Just three months after Nest co-founder Tony Fadell left the company and new CEO Marwan Fawaz took over, Alphabet’s troubled smart home division, Nest, is apparently experiencing another shakeup. According to a report from Fortune, Google is “absorbing” Nest’s software engineers in order to form a “unified Internet of things platform.”
Hiroshi Lockheimer, the current head of Android, will lead the group. The Fortune report notes that the combined group will “continue to work” on Google Home, Google’s forthcoming Amazon Echo competitor. A previous report from The Information (paywall) stated that Nest’s request to work on Google Home was denied by Google. A Nest representative denied this statement and said the integration would be similar to the Amazon Echo.
Google and Nest were definitely not on a “unified” platform path before this. Nest created the “Works with Nest” program along with the wireless protocol “Thread.” Google is working on “Brillo,” a stripped down version of Android for IoT devices, and both companies are involved with the “Weave” communication standard. It’s all very complicated and incomplete.
Nest’s time at Google and Alphabet has not been particularly fruitful. I expected Google’s massive resource infusion to supercharge Nest, but in three years we’ve mostly seen incremental improvements to existing products. Reports claim that Nest has had trouble getting several new products off the ground. Only recently did it finally launch an outdoor version of the Nest Cam.
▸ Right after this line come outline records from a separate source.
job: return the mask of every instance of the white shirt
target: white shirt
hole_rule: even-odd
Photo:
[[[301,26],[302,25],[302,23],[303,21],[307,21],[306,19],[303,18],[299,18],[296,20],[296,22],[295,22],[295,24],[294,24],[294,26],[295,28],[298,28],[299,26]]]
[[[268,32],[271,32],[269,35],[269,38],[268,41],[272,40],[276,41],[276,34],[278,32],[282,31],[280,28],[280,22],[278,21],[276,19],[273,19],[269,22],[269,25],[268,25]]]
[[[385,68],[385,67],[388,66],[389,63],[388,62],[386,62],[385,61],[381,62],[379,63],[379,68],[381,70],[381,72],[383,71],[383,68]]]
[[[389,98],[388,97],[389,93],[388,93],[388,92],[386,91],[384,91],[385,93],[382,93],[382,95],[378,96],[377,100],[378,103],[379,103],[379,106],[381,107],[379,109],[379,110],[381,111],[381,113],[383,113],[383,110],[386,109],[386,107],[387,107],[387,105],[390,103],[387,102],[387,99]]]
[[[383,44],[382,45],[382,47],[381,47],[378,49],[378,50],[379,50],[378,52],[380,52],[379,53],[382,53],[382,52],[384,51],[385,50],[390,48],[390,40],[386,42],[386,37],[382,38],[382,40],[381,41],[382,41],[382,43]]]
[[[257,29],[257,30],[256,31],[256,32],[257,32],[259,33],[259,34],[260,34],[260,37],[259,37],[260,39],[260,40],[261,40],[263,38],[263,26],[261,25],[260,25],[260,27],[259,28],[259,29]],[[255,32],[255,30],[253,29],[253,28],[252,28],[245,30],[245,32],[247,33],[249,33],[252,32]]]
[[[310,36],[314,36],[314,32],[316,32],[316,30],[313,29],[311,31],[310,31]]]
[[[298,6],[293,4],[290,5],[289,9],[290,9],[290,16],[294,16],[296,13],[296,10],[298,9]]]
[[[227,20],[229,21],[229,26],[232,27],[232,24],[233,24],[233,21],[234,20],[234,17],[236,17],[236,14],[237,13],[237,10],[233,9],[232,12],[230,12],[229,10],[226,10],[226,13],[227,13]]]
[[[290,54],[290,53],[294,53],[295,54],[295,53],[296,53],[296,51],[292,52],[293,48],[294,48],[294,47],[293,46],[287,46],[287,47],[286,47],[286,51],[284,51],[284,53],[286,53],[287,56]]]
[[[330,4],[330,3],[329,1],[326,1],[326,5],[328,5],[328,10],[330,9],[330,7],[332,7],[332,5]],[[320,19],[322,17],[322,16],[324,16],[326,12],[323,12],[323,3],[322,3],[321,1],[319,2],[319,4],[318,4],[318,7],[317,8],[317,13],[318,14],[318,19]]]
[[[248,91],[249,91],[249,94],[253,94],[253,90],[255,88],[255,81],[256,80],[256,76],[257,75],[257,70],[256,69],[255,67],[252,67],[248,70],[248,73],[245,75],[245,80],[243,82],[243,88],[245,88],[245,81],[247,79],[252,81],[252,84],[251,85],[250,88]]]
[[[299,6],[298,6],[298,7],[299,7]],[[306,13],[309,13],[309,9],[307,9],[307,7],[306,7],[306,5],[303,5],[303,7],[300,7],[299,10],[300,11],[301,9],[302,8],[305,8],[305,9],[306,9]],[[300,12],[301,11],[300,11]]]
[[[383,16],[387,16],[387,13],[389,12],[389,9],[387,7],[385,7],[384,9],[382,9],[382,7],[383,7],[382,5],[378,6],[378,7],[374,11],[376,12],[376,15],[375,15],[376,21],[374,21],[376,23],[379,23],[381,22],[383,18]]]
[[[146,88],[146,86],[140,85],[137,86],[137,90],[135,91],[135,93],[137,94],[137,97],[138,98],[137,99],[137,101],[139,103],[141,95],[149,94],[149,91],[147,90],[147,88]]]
One narrative will say Tony Fadell was fired for the lack of progress at Nest, while another will say he just retired of his own volition.
This latest shakeup further blurs the line between Google and Alphabet, which has always felt like lip service anyway. Google is now serving as the software development house for a unit that was supposed to be a totally independent company. It’s not as if Google was developing thermostat and smart home software that it planned to license to third-parties—Google is now taking over a chunk of Nest’s operations and developing software exclusively for Nest.
Alphabet was originally a solution to questions like “What will Google do with Nest’s data?” The answer eventually became that Nest was an independent company under Alphabet that had nothing to do with Google, so the data was totally separate. That no longer sounds possible with Google-developed software and a unified internet of things platform between Google and Nest.